Pickering and Higgins sit in Higgins laboratory around midnight after returning from the party. Eliza enters and sits down, brooding and silent. The two men are slightly drunk. Higgins can't find his slippers and Eliza brings them to him without a word. He does not notice her action, but is pleasantly surprised by the appearance of the slippers. Pickering congratulates Higgins on winning the bet, and Higgins thanks God it is over. Eliza flinches. He continues to complain about the foolishness of the party and the whole process of training Eliza. "It was a silly notion: the whole thing has been a bore." Act 4, pg. 98 Pickering congratulates him again and goes to bed. Higgins follows him but returns for his slippers. Eliza has become furious and hurls his slippers at him. Higgins is shocked. She accuses him of wanting to get rid of her and not caring if she were dead. He calmly gets her to admit that she has nothing to complain about regarding her treatment and concludes that the stress of the event has gotten to her. She seems to calm down, but then her desperation returns. She demands to know what she is to do with herself. He expresses no concern and suggests that she get married or open a florist's shop. She is not soothed, and asks what she can take with her when she leaves. He hasn't given her departure a thought. She demands to know, so that she will not be accused of stealing. He is flustered and tells her she can take everything but the rented jewels she is wearing. He turns to leave, but she stops him and forces him to take the jewels immediately as well as a ring he had bought for her previously. He is insulted and looses his temper. Eliza relishes this moment.

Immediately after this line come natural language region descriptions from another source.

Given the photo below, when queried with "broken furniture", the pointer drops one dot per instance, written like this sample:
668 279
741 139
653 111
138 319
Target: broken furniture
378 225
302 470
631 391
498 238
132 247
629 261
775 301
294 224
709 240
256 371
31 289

"Higgins: [formally] Damn Mrs. Pearce; and damn the coffee; and damn you; and [wildly] damn my own folly in having lavished my hard-earned knowledge and the treasure of my regard and intimacy on a heartless guttersnipe. [ He goes out with impressive decorum, and spoils it by slamming the door savagely.]" Act 4, pg. 105

Eliza picks up the ring off the floor, but after some consideration flings it on the dessert tray. She goes to her room, puts on her walking dress and leaves the house.

Topic Tracking: Manners 7
Topic Tracking: Feminine Power 5

She finds Freddy outside. He has been pining for her there. They embrace in mutual need and he lavishes kisses upon her. However, a constable interrupts them. Freddy tells him they have just become engaged, and they run away. "The constable shakes his head, reflecting on his own courtship and on the vanity of human hopes." Act 4, pg. 106 After they escape, Eliza confesses to Freddy that she was going to throw herself into the river. He consoles her with another embrace, but they are again stopped by a constable. Eliza suggests they get a taxi and drive about until morning, when she intends to visit Mrs. Higgins to ask for her advice. Freddy agrees heartily.